Sleepyquest · 06/08/2021 13:07

Hi @AlexaShutUp as I was once this teen, I'd say let her get on with it but draw the line at tattoos. Tattoos can't be easily removed but piercings can Grin
Hope you don't hate the sight of it too much!

AlexaShutUp · 06/08/2021 13:08

You may turn out to love it eventually as it'll be on her rather than anyone else!

@unicornpower, you may be right. If anyone can make me love a nose piercing, it will be dd!Smile

OP posts:
FrangipaniDeLaSqueegeeMop · 06/08/2021 13:08

*not having a good relationship

eightyfourandahalf · 06/08/2021 13:09

AlexaShutUp
I already replied that it was perfectly reasonable to have feeling and "feel sad". I didn't tell you you should do this or that.

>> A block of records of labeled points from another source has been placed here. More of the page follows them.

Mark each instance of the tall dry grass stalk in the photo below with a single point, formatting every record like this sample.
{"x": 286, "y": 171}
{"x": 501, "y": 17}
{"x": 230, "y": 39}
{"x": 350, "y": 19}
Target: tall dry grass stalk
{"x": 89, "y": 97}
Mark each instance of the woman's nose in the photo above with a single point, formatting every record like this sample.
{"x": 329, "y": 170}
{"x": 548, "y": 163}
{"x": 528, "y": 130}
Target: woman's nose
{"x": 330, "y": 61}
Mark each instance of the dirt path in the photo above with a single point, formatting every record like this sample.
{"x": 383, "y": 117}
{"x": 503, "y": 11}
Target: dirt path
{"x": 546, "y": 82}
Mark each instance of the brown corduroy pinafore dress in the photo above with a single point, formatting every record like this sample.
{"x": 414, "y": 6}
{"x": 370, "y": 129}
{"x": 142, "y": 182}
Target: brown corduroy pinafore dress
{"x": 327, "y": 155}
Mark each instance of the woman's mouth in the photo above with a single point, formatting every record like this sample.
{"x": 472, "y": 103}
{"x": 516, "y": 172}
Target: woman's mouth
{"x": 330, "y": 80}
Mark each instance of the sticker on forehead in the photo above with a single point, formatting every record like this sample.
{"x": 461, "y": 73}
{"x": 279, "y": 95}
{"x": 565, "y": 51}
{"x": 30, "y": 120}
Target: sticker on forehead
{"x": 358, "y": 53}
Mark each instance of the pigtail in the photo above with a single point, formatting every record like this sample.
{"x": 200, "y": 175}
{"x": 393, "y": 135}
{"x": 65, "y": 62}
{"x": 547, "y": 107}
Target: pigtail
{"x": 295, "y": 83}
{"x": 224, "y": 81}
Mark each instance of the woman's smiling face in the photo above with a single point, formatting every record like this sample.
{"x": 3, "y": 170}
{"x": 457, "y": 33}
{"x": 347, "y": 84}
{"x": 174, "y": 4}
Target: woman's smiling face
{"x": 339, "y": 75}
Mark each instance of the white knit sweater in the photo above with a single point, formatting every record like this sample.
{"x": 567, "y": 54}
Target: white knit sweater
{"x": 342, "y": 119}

When I reply to other posters, I quote the post, so I assure you it was not a personal attack! It wasn't even an attack against the smug perfect parent, merely a reply.

Ozanj · 06/08/2021 13:09

I think if it’s important to them you just have to suck it up and support them.

Mischance · 06/08/2021 13:09

Oh I know how you feel - you go to all that trouble to create a perfectly formed human being and they start poking holes in themselves!

Good thing is that she can take it out if she changes her mind. You wait till she's got a stinking cold - she won't feel so good about it then when she is negotiating the snot trap!

I really do understand how you feel and send a hug.